At a breakfast stop a couple hours later, I sat on a rock, eating a yak cheese sandwich brought from Manali. I had eaten breakfast in some scenic places around the world, but here I was on top of the world and it felt incredible.
The rugged 479 km road winds its way through some of the highest mountain passes on the planet. I observed the crashed vehicles on the slopes, a warning to all who pass. Unfortunately, it didn’t serve as a warning to our driver, who continued to hurtle along at a breakneck pace.

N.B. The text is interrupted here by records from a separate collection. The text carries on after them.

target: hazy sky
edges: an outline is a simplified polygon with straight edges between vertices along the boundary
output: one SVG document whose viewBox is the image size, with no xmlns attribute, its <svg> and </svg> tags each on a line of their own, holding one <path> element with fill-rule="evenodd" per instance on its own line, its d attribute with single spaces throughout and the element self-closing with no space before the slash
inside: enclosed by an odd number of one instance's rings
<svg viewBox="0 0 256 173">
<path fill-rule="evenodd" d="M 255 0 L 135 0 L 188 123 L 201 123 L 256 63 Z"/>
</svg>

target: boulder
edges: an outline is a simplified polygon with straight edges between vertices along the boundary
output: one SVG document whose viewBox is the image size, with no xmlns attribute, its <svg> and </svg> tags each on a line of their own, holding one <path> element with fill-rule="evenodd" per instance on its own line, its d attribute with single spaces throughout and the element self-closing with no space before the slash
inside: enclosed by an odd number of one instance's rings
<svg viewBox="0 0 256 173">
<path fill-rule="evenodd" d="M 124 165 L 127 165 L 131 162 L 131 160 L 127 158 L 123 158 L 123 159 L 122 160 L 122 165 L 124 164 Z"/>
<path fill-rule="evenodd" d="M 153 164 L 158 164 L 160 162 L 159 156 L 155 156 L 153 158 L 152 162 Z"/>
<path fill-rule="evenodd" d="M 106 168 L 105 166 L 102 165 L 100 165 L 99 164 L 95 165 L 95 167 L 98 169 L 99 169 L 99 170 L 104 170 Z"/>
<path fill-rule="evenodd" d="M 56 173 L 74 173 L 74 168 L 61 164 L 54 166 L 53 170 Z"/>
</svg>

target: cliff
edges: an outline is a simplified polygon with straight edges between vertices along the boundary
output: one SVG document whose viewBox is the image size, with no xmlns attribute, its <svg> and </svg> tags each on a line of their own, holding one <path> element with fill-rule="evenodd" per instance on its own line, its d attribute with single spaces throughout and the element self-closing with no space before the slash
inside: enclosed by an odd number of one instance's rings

The Border Roads Organisation, who maintain the highway, clearly only hire employees with a sense of humor. One of the features of the journey, are the unique and quirky yellow road signs that are placed periodically along the highway. ‘Do your dozing in bed’, ‘Mountains are a pleasure, only if you drive with leisure’ and the somewhat sexist, ‘Don’t gossip, let him drive’ were among the signs that we spotted.
I naively thought that perhaps there would be a change of driver after say, nine or ten hours. It gradually sank in that this guy was driving all the way to Leh. Every few hours, the bus stopped at a cluster of parachute cafes, windswept and bleak at the top of the world. The driver would disappear into one of the tents and snatch a ten minute nap.
The bus splashed through the run off from waterfalls, which created fast flowing streams and required skill to negotiate. We also ventured off road, bumping across rough terrain. At one point, we became embedded in a ditch and everyone helped to dig the bus out. As anticipated, this was no ordinary road trip.
Bikers roared past on Royal Enfields, the highway being a classic motor biking route. Hardy cyclists struggling up mountain passes. I felt admiration for their resilience in such adverse conditions, but also a little envious. There was a part of me that wanted to be out there too instead of ensconced in a bus, cut off from the elements.
We arrived at Tanglang La (5,300 metres), as the sun went down. The raw wind whipped across the lunar landscape, and a stupa covered in prayer flags marked the spot.
As night fell, the bus descended into a valley. By now, we were both suffering from altitude headaches and fatigue – our marathon road trip had taken its toll and were keen to reach our destination. At another checkpoint, located in a tiny, dusty village, we all tumbled off the bus, where a careful note was made of each of our passport details.
At 10.00 pm the bus finally rolled into Leh. As expected, it had been an adventure, and I was so glad I didn’t fly.